6 In beginsel beschouwt de minister als omzet het bedrag waarover de onderneming aangifte doet voor de omzetbelasting. Dat volgt uit artikel 2.2.2., vijfde lid, van de TVL. Voor ondernemingen die geen omzetbelasting betalen over het geheel van de bedragen op basis waarvan het omzetverlies wordt berekend, is de omzet het bedrag zoals dat op eenvoudige en duidelijke wijze blijkt uit de financiële administratie van de onderneming of een ander bewijsstuk. Dit volgt uit artikel 2.2.2., zesde lid, van de TVL.
7 Anders dan de onderneming heeft gesteld, heeft de minister bij de door hem toegelichte berekening terecht artikel 2.2.2., zesde lid, van de TVL toegepast. Vast staat namelijk dat de onderneming niet over het geheel van haar omzet aangifte omzetbelasting doet. Zij heeft immers, zoals zij zelf heeft aangegeven en ook uit de door haar overgelegde stukken blijkt, inkomsten vanuit de zorgboerderij die zijn vrijgesteld van omzetbelasting. Dit betekent dat de onderneming valt onder artikel 2.2.2., zesde lid, van de TVL.
8.1
Bij de berekening van de omzet van de onderneming heeft de minister de gegevens van de Belastingdienst (de aangiften omzetbelasting en de suppletieaangiften), waarvan de juistheid door de onderneming ter zitting is bevestigd, als uitgangspunt mogen nemen.
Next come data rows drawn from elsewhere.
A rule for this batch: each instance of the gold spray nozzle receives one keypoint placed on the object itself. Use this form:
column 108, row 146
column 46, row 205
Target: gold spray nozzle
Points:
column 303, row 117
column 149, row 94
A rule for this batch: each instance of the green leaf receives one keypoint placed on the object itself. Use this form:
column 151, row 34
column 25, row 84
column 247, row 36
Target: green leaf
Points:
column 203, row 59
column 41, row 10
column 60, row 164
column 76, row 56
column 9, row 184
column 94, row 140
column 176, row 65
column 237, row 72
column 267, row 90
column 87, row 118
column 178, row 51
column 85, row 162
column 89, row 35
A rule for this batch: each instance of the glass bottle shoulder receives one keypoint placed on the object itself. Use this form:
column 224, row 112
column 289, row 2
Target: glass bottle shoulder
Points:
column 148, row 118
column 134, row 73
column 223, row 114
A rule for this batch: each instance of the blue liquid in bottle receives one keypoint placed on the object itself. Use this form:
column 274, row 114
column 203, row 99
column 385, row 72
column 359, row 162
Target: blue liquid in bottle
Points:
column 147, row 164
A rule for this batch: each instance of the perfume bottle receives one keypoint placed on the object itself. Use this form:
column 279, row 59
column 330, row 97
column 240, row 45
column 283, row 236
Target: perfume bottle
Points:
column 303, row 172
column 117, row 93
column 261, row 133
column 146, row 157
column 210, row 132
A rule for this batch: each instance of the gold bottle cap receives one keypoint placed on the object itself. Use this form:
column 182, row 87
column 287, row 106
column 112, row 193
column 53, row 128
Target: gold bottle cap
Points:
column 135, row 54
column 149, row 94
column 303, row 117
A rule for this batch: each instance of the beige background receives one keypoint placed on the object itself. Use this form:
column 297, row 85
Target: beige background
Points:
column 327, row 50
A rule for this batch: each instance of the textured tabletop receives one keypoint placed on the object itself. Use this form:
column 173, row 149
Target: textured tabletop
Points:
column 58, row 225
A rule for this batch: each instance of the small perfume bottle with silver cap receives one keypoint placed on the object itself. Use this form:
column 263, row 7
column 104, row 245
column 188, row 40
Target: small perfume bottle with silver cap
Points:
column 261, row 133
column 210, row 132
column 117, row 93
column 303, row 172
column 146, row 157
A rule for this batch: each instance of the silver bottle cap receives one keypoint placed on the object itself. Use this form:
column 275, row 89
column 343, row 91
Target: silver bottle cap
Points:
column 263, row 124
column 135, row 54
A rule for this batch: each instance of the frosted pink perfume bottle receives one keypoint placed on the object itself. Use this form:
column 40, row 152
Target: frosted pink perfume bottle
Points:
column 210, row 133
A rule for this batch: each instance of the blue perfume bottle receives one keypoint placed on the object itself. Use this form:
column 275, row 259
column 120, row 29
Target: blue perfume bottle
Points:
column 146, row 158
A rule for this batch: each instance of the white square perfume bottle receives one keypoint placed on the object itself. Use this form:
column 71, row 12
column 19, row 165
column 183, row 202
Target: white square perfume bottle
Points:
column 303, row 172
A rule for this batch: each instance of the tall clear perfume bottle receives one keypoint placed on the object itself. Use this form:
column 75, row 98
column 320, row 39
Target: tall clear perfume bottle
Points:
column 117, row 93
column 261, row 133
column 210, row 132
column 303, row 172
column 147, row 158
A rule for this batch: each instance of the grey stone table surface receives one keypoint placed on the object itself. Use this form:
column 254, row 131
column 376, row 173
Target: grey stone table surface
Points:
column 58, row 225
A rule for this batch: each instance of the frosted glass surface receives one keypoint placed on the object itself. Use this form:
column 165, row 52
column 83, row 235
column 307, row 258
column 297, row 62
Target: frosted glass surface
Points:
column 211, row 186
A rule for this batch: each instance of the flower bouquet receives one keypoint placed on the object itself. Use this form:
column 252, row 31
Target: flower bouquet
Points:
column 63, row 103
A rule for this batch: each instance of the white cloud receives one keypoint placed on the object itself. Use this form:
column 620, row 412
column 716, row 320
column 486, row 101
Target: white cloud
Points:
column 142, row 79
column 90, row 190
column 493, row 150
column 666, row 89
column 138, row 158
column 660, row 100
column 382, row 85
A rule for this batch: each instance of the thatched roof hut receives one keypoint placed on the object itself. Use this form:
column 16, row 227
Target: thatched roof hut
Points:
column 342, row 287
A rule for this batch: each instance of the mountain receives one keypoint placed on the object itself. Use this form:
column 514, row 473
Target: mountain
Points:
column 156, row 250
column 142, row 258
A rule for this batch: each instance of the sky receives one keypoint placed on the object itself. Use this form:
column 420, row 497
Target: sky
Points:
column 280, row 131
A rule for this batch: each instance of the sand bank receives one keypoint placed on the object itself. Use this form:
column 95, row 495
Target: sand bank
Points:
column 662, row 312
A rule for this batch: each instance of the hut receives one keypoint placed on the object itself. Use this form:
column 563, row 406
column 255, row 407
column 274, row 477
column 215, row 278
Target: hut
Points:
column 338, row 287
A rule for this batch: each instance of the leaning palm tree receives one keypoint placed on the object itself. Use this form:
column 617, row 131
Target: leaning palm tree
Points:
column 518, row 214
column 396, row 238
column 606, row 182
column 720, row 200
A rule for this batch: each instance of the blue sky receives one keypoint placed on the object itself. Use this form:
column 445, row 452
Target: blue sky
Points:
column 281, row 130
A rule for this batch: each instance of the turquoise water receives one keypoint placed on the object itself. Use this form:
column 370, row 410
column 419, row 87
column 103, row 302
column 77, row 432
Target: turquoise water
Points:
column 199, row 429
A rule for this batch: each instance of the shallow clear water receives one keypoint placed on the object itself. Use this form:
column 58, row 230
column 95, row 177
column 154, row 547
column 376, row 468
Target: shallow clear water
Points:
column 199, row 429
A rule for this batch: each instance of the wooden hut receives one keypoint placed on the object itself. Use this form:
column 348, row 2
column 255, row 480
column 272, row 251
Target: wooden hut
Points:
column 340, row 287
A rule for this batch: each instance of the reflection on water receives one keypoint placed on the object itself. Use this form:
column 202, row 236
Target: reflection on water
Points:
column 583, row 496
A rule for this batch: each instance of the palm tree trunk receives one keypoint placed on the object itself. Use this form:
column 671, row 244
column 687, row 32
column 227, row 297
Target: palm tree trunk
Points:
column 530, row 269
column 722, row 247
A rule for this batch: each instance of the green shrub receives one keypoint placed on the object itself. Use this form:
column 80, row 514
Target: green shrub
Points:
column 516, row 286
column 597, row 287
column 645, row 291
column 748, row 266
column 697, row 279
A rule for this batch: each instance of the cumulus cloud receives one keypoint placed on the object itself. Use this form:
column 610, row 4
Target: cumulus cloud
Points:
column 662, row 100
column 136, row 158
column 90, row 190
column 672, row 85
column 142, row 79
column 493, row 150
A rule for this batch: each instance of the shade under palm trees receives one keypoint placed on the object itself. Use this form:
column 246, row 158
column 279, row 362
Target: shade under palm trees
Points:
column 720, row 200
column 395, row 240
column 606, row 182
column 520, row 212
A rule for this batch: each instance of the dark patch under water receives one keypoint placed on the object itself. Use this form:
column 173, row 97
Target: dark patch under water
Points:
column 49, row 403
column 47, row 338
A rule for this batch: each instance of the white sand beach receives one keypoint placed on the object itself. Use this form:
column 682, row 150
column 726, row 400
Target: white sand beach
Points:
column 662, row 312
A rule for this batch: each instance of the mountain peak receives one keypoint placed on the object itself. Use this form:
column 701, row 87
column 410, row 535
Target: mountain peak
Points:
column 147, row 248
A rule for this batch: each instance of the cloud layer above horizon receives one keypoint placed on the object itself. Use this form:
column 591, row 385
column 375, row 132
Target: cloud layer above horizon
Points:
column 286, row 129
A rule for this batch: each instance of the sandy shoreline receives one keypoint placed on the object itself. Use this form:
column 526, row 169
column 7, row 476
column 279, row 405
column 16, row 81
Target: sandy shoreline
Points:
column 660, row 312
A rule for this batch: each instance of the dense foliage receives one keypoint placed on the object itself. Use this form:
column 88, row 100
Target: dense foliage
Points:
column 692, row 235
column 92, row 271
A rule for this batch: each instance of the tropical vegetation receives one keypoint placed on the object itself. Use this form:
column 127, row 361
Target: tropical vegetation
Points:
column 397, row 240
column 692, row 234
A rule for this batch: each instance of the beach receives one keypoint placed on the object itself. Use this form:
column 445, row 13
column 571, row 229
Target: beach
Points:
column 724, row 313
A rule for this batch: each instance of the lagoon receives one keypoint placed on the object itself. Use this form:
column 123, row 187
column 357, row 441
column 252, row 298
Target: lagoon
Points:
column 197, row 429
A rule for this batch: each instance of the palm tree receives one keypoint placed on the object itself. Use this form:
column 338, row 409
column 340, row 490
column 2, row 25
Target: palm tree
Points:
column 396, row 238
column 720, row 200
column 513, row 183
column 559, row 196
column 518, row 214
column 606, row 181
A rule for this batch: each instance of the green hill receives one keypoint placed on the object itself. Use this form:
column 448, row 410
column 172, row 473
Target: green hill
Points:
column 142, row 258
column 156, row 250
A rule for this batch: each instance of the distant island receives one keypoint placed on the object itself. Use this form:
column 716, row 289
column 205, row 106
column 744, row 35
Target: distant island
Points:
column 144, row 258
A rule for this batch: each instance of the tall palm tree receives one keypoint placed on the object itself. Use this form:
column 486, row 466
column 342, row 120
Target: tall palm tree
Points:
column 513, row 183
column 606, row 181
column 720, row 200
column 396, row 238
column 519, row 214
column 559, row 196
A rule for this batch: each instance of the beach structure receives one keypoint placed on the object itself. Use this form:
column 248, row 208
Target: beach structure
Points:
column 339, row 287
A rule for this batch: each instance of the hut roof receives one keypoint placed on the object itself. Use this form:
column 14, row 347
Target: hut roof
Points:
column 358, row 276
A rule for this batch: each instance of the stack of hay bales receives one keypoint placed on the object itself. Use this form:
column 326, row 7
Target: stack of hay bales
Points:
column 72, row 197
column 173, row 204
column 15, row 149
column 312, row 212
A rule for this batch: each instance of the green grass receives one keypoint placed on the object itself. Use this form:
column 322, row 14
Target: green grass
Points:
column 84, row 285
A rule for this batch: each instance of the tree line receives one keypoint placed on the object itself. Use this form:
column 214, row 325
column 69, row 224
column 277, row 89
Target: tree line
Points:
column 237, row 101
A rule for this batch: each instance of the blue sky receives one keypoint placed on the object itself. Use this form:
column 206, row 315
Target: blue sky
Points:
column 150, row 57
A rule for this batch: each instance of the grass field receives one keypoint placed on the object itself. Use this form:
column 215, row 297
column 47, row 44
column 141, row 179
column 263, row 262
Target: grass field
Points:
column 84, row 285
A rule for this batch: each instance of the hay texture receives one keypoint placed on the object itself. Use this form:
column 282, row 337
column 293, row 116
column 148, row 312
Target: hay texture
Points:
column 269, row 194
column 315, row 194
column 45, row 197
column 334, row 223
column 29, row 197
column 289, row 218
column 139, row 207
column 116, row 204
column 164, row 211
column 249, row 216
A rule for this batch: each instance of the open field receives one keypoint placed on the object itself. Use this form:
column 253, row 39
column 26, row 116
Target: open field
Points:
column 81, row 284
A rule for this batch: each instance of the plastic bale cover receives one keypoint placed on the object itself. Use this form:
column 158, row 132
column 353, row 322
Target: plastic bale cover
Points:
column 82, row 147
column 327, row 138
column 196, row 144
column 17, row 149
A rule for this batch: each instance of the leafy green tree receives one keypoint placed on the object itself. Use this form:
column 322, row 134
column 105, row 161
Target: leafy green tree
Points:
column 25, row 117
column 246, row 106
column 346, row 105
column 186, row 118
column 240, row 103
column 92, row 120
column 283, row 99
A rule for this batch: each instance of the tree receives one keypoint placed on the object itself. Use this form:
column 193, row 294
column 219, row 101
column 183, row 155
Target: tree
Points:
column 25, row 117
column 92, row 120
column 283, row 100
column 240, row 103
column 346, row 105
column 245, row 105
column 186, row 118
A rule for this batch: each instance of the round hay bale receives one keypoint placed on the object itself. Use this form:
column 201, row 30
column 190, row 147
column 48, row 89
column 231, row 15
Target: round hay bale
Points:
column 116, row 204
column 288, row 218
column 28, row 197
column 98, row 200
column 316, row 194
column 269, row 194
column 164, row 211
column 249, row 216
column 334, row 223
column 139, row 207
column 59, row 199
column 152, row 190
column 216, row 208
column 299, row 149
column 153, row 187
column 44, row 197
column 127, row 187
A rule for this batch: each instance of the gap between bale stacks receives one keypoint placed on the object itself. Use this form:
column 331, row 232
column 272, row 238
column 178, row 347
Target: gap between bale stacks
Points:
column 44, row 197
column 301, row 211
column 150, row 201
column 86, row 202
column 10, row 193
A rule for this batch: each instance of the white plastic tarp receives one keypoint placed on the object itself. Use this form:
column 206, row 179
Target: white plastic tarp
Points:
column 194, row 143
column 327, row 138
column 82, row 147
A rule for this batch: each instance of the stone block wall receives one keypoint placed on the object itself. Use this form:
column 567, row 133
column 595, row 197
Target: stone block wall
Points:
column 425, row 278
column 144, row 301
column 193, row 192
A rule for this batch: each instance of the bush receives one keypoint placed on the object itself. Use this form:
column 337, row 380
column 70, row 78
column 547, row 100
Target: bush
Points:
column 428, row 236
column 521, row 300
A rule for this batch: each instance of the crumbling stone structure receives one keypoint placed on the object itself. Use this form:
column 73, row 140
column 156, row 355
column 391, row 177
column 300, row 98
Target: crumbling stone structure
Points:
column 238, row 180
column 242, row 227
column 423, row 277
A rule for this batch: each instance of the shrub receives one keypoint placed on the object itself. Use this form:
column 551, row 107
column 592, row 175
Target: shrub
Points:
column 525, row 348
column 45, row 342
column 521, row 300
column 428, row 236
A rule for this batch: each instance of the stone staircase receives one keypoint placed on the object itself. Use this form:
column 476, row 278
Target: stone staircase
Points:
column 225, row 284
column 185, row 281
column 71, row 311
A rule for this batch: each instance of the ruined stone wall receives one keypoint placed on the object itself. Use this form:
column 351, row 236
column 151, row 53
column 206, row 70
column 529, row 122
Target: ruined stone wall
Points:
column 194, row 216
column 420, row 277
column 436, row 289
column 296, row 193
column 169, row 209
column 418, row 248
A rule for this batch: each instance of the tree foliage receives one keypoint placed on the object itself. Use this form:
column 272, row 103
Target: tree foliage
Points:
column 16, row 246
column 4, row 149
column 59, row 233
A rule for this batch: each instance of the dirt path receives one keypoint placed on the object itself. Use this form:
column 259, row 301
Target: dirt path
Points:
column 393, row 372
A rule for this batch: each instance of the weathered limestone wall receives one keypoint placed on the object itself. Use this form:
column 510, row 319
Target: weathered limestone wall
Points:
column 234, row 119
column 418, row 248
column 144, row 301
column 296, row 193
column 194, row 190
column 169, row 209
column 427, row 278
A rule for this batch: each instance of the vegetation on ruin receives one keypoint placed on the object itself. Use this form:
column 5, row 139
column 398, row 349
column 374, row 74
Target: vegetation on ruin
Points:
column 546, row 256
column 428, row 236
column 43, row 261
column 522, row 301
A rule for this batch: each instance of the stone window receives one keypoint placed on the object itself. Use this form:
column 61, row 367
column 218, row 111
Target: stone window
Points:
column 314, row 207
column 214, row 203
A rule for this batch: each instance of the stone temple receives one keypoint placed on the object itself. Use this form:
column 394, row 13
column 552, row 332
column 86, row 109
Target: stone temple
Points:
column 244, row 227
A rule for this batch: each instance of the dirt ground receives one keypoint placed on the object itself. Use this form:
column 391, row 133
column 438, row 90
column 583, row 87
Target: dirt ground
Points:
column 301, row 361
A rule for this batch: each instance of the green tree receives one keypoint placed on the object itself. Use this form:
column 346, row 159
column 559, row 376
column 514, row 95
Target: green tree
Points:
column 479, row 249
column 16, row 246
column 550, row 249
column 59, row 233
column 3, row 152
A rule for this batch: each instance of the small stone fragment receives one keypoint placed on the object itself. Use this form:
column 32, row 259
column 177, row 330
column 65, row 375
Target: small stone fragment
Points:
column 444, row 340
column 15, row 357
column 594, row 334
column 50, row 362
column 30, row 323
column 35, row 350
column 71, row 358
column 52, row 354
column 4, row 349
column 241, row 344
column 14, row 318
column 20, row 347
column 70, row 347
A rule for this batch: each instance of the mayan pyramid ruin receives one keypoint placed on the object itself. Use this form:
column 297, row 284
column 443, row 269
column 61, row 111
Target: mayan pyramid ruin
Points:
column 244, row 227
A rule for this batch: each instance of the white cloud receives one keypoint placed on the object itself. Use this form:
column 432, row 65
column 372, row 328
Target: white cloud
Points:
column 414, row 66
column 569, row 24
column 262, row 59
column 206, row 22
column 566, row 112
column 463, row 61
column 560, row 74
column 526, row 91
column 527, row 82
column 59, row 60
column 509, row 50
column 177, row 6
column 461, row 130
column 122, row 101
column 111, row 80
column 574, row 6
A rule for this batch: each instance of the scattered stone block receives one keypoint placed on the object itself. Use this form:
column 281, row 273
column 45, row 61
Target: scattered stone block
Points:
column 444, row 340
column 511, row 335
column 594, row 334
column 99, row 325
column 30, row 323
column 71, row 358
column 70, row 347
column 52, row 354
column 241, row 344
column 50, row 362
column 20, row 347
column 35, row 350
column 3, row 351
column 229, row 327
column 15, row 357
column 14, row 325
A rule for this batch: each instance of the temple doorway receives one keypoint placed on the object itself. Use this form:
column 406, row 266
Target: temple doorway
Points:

Uit deze gegevens blijkt namelijk eenvoudig en duidelijk wat de omzet is waarvan aangifte is gedaan.
8.2
Ten aanzien van de onbelaste omzet in de subsidieperiode, heeft de onderneming stukken uit haar administratie overgelegd waaruit deze omzet op eenvoudige en duidelijke wijze blijkt. Uit de door de onderneming ingediende grootboekkaarten volgt dat de onbelaste omzet (‘vrijgestelde omzet – diensten’) in de maanden januari, februari en maart van 2021 respectievelijk € 308,-, € 7.304,- en € 6.393,- is. Gelet op wat de onderneming heeft aangevoerd en onder 7 is overwogen, is er geen aanleiding om deze onbelaste omzet niet als omzet aan te merken in het kader van de TVL. De minister heeft dan ook terecht de onbelaste omzet (€ 14.005,- in totaal) opgeteld bij de belaste omzet (€ 3.273,-).
8.3
Ten aanzien van de onbelaste omzet in de referentieperiode, heeft de onderneming geen stukken overgelegd waaruit de omzet voor Q1 van 2019 op eenvoudige en duidelijke wijze blijkt. Het College kan de minister volgen in zijn standpunt dat het bedrag van de onbelaste jaaromzet in 2019, zonder onderliggende stukken, onvoldoende inzicht biedt in de omzet in het eerste kwartaal van dat jaar. De onderneming heeft dat niet bestreden. Ter zitting heeft zij over deze omzet desgevraagd ook geen nadere toelichting kunnen geven. Nu niet op eenvoudige en duidelijke wijze is gebleken hoeveel de onbelaste omzet was in Q1 van 2019 kan de minister met die omzet geen rekening houden bij de bepaling van het omzetverlies. De minister heeft dan ook voor de referentieperiode alleen de in de aangiften opgegeven omzet van € 46.312,- mogen aanhouden.
8.4
Dit betekent dat de minister de subsidie op grond van de TVL heeft mogen vaststellen op € 10.121,84.
Slotsom
Het beroep is ongegrond. De minister hoeft geen proceskosten te vergoeden.

Beslissing

Het College verklaart het beroep ongegrond.
Deze uitspraak is gedaan door mr. C.T. Aalbers, in aanwezigheid van mr. P.M. Beishuizen, griffier. De beslissing is in het openbaar uitgesproken op 21 mei 2024.
w.g. C.T. Aalbers w.g. P.M. Beishuizen

Bijlage

Regeling subsidie vaste lasten financiering COVID-19
Artikel 2.2.2. (bepaling omzet verlies) vijfde en zesde lid
5 Indien de getroffen MKB-onderneming omzetbelasting betaalt over het geheel van de bedragen op basis waarvan haar omzetverlies wordt berekend, wordt als de omzet van de onderneming beschouwd het bedrag ten aanzien waarvan zij aangifte doet voor de omzetbelasting, overeenkomstig het bepaalde bij en krachtens de Wet op de omzetbelasting 1968.
6 Voor andere getroffen MKB-ondernemingen dan de ondernemingen, bedoeld in het vijfde lid, is de omzet het bedrag van de omzet zoals dat op eenvoudige en duidelijke wijze blijkt uit de financiële administratie van de onderneming of uit een ander bewijsstuk.